Governing the Emerging Smart Mobility Transition in Smart Cities: Insights from the Urban 20 Mayors Summit Side Event

Throughout history, the centre of economic and cultural activity have polarised into what we know as cities. Cities, as the window to opportunity,  must be preserved and developed to serve a greater number of people, which resulting the rapid urbanisation process. Mobility that becomes a part of society in order to gain economic or social benefits for those who live in cities. One of the speakers at the U20 Mayors Summit Side Event is Ms. Puspita Dirgayani from the Bandung Institute of Technology. She spoke about “Bringing Human-Centred and Inclusive Approach to Smart City Ecosystem in Jakarta”. Ms. Dirgayani gave some shared some fruitful insights about smart mobility, one of the subsets of the smart city concept. 
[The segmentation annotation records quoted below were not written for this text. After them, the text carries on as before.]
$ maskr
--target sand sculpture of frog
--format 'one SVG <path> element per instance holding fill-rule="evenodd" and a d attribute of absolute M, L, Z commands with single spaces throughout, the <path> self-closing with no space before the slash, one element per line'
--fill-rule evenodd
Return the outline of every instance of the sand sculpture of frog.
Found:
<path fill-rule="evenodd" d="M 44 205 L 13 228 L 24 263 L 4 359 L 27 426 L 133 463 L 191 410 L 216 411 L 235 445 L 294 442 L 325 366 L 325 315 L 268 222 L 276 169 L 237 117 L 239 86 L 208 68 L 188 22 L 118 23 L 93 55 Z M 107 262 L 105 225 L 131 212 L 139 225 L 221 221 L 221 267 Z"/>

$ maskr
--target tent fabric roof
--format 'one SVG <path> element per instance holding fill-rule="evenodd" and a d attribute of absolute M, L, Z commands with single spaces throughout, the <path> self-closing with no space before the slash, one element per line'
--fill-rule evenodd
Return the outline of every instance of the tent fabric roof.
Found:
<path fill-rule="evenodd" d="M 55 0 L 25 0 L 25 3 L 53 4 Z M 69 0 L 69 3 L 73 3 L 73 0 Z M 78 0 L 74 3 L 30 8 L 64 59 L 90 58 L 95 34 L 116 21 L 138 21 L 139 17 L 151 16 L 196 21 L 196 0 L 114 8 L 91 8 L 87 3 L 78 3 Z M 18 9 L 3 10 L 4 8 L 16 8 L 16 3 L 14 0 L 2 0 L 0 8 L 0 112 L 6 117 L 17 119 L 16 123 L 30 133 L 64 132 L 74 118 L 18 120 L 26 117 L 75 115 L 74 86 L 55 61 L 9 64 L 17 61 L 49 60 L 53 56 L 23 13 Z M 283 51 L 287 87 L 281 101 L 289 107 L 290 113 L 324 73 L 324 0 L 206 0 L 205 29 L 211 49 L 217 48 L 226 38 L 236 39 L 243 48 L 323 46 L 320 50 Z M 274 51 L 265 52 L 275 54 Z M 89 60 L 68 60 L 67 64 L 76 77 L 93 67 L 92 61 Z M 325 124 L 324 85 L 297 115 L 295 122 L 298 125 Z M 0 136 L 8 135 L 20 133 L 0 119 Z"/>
She began her keynote with the central question: “How do we govern transition towards smart mobility?”. As a result of the poor quality of public transportation in cities,  motorised vehicle dominate the movement.  Ms. Dirgayani recognised that the condition created a challenge, which is changing travel habits. One captivating line in her presentation said “there cannot be a Smart City without Smart Mobility, and no Smart Mobility is possible without Smart Citizen”, she said in her presentation. This indicates that it will require more than just one aspect to achieve the goals in Smart Mobility. She explained four mobility pillars: shared mobility, automated mobility, electric mobility, and intelligent andintegrated mobility pillar. These are the four pillars that Ms. Dirgayani asked citizens about when she wondered if this would result in  smarter mobility. 

Focusing more on smart mobility, Ms, Dirgayani highlighted the challenges of implementing mobility infrastructure in a human-centred and inclusive approach. There may be challenges and barriers, but Ms. Dirgayani’s presentation provided lessons learned and proposed solutions from an academic standpoint. Studies, research, capacity building related to approaches and implementation are valuable aspects for local governments to nurture their progress toward smart city goals. Lastly, Ms. Dirgayani explained future potentials for the implementation process, such as making sense of the problem, redefining stakeholders, and envisioning knowledge management.